Simplesmente pelo fato de visualizar a passagem do tempo, você pode voltar no passado. Você tem alcance infinito no passado, por assim dizer, pode voltar à última semana, ou ao ano passado. O fato de eu poder deixar meu fluxo digital como legado para meus filhos, ou ter acesso ao conteúdo produzido por meus avós, cria, pelo menos, a chance de redirecionar parte dessa energia, obcecada com o momento atual, para utilizar o computador como uma ferramenta para visualizar o passado e o fluxo do tempo – a “textura do tempo”, para usar a expressão de Vladimir Nabokov.

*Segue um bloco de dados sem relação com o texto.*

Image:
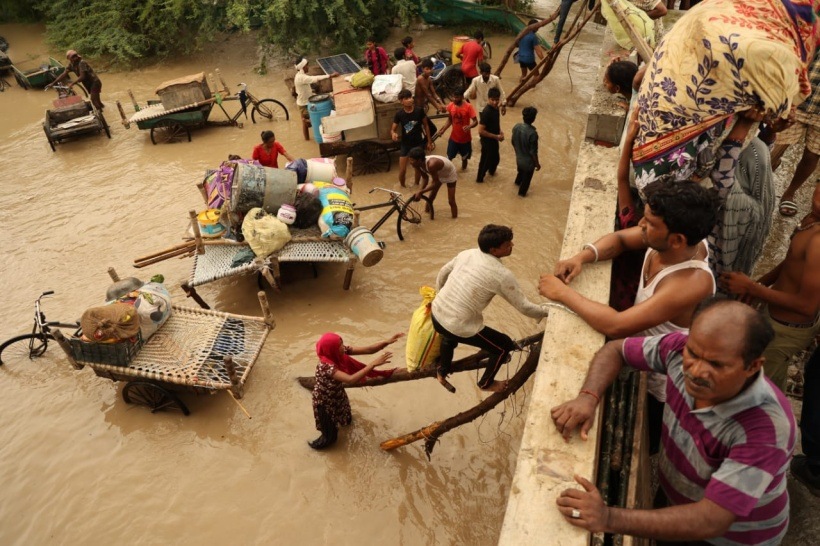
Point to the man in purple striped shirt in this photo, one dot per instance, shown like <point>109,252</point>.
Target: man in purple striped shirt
<point>728,434</point>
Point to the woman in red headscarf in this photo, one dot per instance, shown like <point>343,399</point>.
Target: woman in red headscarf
<point>336,368</point>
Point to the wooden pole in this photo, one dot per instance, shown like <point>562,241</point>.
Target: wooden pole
<point>349,174</point>
<point>123,118</point>
<point>200,248</point>
<point>263,303</point>
<point>533,27</point>
<point>191,292</point>
<point>163,257</point>
<point>473,362</point>
<point>640,44</point>
<point>189,245</point>
<point>432,433</point>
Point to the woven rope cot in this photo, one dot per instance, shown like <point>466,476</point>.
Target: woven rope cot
<point>189,350</point>
<point>215,263</point>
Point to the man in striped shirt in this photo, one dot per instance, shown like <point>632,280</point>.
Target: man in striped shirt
<point>727,438</point>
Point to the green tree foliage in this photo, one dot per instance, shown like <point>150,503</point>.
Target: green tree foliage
<point>126,31</point>
<point>335,25</point>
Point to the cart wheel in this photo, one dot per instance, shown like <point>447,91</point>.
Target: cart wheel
<point>409,214</point>
<point>153,396</point>
<point>26,346</point>
<point>269,110</point>
<point>168,130</point>
<point>450,80</point>
<point>369,158</point>
<point>21,81</point>
<point>48,136</point>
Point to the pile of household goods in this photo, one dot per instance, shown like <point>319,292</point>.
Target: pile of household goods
<point>264,206</point>
<point>113,333</point>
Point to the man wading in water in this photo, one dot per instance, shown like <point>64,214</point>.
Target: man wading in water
<point>465,287</point>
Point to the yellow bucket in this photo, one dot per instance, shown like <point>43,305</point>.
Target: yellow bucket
<point>209,225</point>
<point>458,43</point>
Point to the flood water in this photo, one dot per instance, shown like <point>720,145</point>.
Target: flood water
<point>79,465</point>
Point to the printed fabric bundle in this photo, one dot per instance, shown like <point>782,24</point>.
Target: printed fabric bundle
<point>721,58</point>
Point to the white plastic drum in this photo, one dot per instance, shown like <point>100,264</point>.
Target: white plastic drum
<point>321,169</point>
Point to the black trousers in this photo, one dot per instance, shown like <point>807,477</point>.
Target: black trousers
<point>522,180</point>
<point>494,342</point>
<point>489,158</point>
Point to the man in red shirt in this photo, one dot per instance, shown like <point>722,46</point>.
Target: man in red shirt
<point>462,118</point>
<point>471,54</point>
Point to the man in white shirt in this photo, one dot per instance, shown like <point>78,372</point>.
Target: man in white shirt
<point>302,81</point>
<point>465,286</point>
<point>406,68</point>
<point>481,84</point>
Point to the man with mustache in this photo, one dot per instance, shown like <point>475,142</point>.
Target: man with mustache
<point>727,439</point>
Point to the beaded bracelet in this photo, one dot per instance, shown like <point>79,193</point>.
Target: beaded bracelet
<point>592,394</point>
<point>593,248</point>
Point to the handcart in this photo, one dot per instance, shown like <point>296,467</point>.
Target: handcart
<point>187,103</point>
<point>39,75</point>
<point>72,117</point>
<point>196,350</point>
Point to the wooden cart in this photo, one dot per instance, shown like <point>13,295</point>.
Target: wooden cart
<point>40,75</point>
<point>196,350</point>
<point>73,117</point>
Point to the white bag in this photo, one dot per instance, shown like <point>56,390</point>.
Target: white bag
<point>386,87</point>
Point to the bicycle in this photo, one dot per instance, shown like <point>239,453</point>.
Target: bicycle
<point>396,202</point>
<point>34,345</point>
<point>265,109</point>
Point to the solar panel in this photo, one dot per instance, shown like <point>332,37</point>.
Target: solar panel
<point>342,64</point>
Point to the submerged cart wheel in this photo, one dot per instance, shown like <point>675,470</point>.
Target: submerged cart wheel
<point>369,158</point>
<point>48,136</point>
<point>21,81</point>
<point>153,396</point>
<point>24,347</point>
<point>269,110</point>
<point>409,214</point>
<point>168,130</point>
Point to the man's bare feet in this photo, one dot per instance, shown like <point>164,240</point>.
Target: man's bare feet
<point>496,386</point>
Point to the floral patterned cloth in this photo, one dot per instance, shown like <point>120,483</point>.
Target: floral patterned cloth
<point>722,57</point>
<point>329,396</point>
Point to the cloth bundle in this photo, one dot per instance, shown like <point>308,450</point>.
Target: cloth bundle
<point>721,58</point>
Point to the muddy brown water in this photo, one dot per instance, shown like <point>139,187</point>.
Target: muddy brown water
<point>82,466</point>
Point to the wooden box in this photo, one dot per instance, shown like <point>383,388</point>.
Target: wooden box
<point>384,117</point>
<point>185,91</point>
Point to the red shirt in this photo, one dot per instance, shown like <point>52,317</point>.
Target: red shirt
<point>471,54</point>
<point>268,159</point>
<point>461,116</point>
<point>377,60</point>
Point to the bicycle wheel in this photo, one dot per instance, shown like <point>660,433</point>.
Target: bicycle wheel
<point>269,110</point>
<point>26,346</point>
<point>409,215</point>
<point>153,396</point>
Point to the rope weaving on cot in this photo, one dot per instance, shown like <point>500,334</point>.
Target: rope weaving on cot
<point>216,262</point>
<point>190,347</point>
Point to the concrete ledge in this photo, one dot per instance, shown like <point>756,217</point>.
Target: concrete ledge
<point>546,464</point>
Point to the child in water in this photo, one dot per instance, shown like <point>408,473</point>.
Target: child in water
<point>331,407</point>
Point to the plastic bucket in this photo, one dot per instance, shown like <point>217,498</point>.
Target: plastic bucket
<point>321,169</point>
<point>458,43</point>
<point>262,187</point>
<point>329,137</point>
<point>364,246</point>
<point>209,225</point>
<point>319,106</point>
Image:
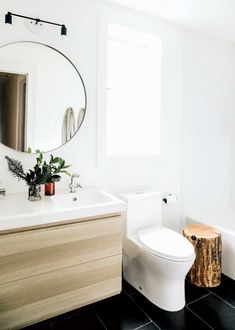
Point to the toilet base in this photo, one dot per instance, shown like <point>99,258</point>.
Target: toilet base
<point>161,281</point>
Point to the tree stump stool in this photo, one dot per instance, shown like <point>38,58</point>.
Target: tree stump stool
<point>206,270</point>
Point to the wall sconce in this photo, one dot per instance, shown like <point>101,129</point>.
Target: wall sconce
<point>8,20</point>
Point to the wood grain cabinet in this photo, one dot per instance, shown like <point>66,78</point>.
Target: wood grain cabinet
<point>46,271</point>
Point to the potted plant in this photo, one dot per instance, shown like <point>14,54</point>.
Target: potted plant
<point>53,168</point>
<point>33,178</point>
<point>42,173</point>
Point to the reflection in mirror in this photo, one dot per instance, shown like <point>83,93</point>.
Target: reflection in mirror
<point>42,97</point>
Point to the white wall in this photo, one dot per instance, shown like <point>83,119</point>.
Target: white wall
<point>233,132</point>
<point>206,118</point>
<point>81,19</point>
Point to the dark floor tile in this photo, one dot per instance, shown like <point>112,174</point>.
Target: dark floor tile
<point>45,325</point>
<point>120,313</point>
<point>83,318</point>
<point>226,290</point>
<point>193,292</point>
<point>127,288</point>
<point>215,312</point>
<point>182,320</point>
<point>150,326</point>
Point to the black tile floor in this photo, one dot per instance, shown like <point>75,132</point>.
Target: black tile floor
<point>205,309</point>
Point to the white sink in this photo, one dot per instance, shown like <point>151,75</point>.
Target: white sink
<point>85,198</point>
<point>18,212</point>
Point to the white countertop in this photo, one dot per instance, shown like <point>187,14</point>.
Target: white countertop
<point>17,212</point>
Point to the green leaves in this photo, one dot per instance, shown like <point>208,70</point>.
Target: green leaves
<point>42,172</point>
<point>15,168</point>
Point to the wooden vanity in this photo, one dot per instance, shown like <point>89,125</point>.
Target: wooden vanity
<point>46,270</point>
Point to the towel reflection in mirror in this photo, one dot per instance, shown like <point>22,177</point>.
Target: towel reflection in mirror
<point>69,125</point>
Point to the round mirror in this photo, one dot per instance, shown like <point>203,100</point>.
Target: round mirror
<point>42,97</point>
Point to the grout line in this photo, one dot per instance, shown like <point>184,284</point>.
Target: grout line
<point>143,325</point>
<point>133,300</point>
<point>200,318</point>
<point>191,302</point>
<point>223,300</point>
<point>99,318</point>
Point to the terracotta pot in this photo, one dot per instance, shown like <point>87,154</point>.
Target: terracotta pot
<point>50,188</point>
<point>34,192</point>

É difícil visualizar a textura do tempo. Então, qualquer stream cronológico, especialmente se faz uso da profundidade de tela para sugerir o desaparecimento gradual no passado, é uma ferramenta tanto psicológica quanto informática para ajudar as pessoas a redirecionar a atenção para a passagem do tempo, o sentido, a significância e disponibilidade da história.

Quando você diz que o fluxo, até certo ponto, é o mesmo, acho que as fontes potenciais são tão amplas que, na verdade, haverá um número significativo de diferenças. As coisas mais importantes no meu fluxo são apenas minhas coisas pessoais, e-mails e mensagens enviadas para mim, fotos e vídeos que fiz, rascunhos em que estou trabalhando.

Esse fluxo, na nossa experiência, tem um grande componente de documentos estritamente pessoais. Mas aí há uma grande variedade de outras fontes de onde selecionar. E é óbvio que todo estudante que frequenta determinado colégio ficará sintonizado no stream dos estudantes dessa escola; e determinado fluxo será popular por ser o do garoto mais popular, e todos ficarão ligados nele. Mas, pelo menos, existe a oportunidade de tomar outros caminhos.

Uma vez você tendo criado esse fluxo – talvez os seus pais ou o seu irmão o criem para você –, basta olhar para um ponto e terá uma grande variedade de coisas fluindo através dele, e só precisa olhar para ter mais informação, em nossa “ampliação”.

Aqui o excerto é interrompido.